Karriere bei der White Star Line
Keiner der überlebenden Offiziere der Titanic wurde jemals Kapitän eines Schiffes. Aus dieser Ausgangslage heraus ergab sich die Fragestellung, ob überhaupt jemand von den sieben Offizieren der Titanic auch ohne ihren Untergang Kapitän geworden wäre, denn eine Reederei hat immer mehr Offiziere als Kapitäne. Angenommen, die White Star Line hat nur die Titanic sowie die Offiziere der Jungfernfahrt und besetzt den Kapitänsposten ausschließlich mit dem jeweiligen Chief Officer als Nachrücker: Wenn Kapitän Smith in den Ruhestand tritt, folgt also Wilde ihm nach und alle anderen Offiziere rücken einen Rang auf, so dass der 6. Offizier neu angemustert werden muss. Das hätte folgendes Bild ergeben (David Blair soll für dieses Beispiel außer Acht gelassen werden):
Rang | Name | Alter |
Kapitän | Henry Tingle Wilde | 39 |
Chief Officer | William McMaster Murdoch | 39 |
1. Offizier | Charles Herbert Lightoller | 38 |
2. Offizier | Herbert John Pitman | 34 |
3. Offizier | Joseph Groves Boxhall | 28 |
4. Offizier | Harold Godfrey Lowe | 29 |
5. Offizier | James Paul Moody | 25 |
6. Offizier | NN | ?? |
Hieran wird deutlich, dass nun alle warten müssten, bis Wilde auf- oder aussteigt, um erneut einen Schritt nach oben zu machen, und Lowe hätte aufgrund der Tatsache, dass er altersmäßig vor Boxhall steht und rangmäßig hinter ihm, niemals die Chance gehabt, Boxhall zu beerben, sofern Boxhall selbst bis zum Ruhestand durchhält.

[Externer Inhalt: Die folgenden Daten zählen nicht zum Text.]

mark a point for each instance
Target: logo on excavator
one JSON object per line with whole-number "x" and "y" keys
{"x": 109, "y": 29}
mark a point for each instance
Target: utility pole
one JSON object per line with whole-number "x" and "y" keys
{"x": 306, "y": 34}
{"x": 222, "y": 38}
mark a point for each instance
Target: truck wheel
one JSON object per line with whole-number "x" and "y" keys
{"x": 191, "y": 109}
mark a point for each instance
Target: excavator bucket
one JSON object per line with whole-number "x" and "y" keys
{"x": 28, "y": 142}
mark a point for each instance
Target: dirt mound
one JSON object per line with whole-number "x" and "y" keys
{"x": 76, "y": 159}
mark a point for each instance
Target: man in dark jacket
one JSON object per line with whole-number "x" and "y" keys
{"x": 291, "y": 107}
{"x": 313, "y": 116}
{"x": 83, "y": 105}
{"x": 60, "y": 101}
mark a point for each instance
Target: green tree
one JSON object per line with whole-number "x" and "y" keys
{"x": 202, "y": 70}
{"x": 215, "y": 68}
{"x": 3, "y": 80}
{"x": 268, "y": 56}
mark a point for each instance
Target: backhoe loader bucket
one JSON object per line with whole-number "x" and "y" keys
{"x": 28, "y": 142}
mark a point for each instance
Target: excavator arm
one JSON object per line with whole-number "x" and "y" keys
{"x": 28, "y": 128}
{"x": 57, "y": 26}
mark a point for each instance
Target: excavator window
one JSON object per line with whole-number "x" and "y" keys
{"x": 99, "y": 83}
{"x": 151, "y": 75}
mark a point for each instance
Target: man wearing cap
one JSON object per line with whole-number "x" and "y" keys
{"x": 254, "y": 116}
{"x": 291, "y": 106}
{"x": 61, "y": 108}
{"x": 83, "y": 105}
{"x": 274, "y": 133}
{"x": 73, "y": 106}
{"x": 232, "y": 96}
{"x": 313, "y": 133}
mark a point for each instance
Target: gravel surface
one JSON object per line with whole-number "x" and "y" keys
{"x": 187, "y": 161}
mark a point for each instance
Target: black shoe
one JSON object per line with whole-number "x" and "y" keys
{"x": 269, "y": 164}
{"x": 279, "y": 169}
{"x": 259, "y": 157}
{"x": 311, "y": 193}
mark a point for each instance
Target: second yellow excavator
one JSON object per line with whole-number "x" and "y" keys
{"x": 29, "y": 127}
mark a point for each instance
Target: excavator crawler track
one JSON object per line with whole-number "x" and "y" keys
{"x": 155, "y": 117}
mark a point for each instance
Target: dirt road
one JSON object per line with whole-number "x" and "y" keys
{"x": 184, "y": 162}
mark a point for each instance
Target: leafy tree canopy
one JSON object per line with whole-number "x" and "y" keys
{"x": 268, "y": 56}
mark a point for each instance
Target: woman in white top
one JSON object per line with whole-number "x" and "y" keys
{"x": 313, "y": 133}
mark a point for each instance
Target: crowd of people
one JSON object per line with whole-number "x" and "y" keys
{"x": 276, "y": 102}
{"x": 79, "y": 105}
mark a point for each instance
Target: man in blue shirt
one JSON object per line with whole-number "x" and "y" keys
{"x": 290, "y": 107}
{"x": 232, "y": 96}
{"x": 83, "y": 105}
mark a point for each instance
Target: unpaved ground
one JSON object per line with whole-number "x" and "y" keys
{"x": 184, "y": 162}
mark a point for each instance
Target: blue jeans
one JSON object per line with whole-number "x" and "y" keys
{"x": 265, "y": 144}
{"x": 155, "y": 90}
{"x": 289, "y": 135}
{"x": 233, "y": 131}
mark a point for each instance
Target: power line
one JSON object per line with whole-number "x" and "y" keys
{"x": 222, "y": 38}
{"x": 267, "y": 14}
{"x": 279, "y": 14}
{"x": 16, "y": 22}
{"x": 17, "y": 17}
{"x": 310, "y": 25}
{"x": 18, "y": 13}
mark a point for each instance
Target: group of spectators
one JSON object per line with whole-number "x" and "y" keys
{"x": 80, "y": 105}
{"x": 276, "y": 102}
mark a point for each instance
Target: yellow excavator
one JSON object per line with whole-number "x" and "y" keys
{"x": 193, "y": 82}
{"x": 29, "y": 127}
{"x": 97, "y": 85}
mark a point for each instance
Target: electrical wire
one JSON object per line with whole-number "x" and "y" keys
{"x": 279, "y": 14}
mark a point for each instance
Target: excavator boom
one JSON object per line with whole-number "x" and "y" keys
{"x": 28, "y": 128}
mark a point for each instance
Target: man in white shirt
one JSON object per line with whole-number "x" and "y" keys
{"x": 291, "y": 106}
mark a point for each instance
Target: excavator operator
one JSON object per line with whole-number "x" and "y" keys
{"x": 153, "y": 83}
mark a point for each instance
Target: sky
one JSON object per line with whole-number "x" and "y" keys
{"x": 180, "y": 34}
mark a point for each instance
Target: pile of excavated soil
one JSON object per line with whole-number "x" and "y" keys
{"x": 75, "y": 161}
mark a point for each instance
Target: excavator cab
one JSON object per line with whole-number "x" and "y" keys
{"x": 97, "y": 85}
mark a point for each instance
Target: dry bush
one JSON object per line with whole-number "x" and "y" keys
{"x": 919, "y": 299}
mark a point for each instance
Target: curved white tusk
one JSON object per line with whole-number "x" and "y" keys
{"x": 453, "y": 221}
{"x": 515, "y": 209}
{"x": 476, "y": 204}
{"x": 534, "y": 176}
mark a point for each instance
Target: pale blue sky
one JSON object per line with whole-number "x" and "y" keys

Selbstverständlich ändert sich dieses Bild sofort, wenn die White Star Line ein zweites Schiff in Dienst stellt, denn dann benötigt sie zwei Kapitäne und 14 Offiziere, sofern sie die Anzahl der Offiziere unverändert lässt. Damit bekommt Murdoch dann schnell sein eigenes Schiff, und Lightoller sowie die anderen müssen warten, bis Wilde und/oder Murdoch gehen, während die Zahl der Konkurrenten nun auch steigt, denn wenn z. B. Wilde in den Ruhestand geht und Murdoch noch etwas bleibt, ist doch die Frage, ob der Chief Officer der Titanic (also in diesem Fall dann Lightoller) oder der Chief Officer der Titanic II Nachfolger von Wilde als Kapitän wird. Und geht dann Murdoch, ist erneut die Frage, welcher der beiden Chief Officers die Nachfolge antritt und wo dann entsprechend aufgerückt wird. Dieses vereinfachte Beispiel sollte die Problematik verdeutlicht haben, denn natürlich hatte die White Star Line eine größere Flotte. Offiziere wurden auf andere Schiffe versetzt, manche wurden bei der Versetzung zudem um einen Rang befördert, andere dagegen degradiert, und noch wieder andere wurden Kapitän. – Es war Günter Bäbler, der mich vor einigen Jahren mit der Frage konfrontierte, ob Offiziere bei der White Star Line erkennen konnten, wo sie karrieremäßig standen, d. h. konnten sie erkennen, ob sie jemals Kapitän werden würden und wenn ja, vielleicht sogar auf welchem Schiff? Die Beantwortung dieser Fragestellung beinhaltet auch die Antwort darauf, ob es eine Rangliste der Schiffe gab, denn die Schiffe müssen Indikatoren gewesen sein, wenn es denn Karriereanzeiger bei der White Star Line gegeben hat.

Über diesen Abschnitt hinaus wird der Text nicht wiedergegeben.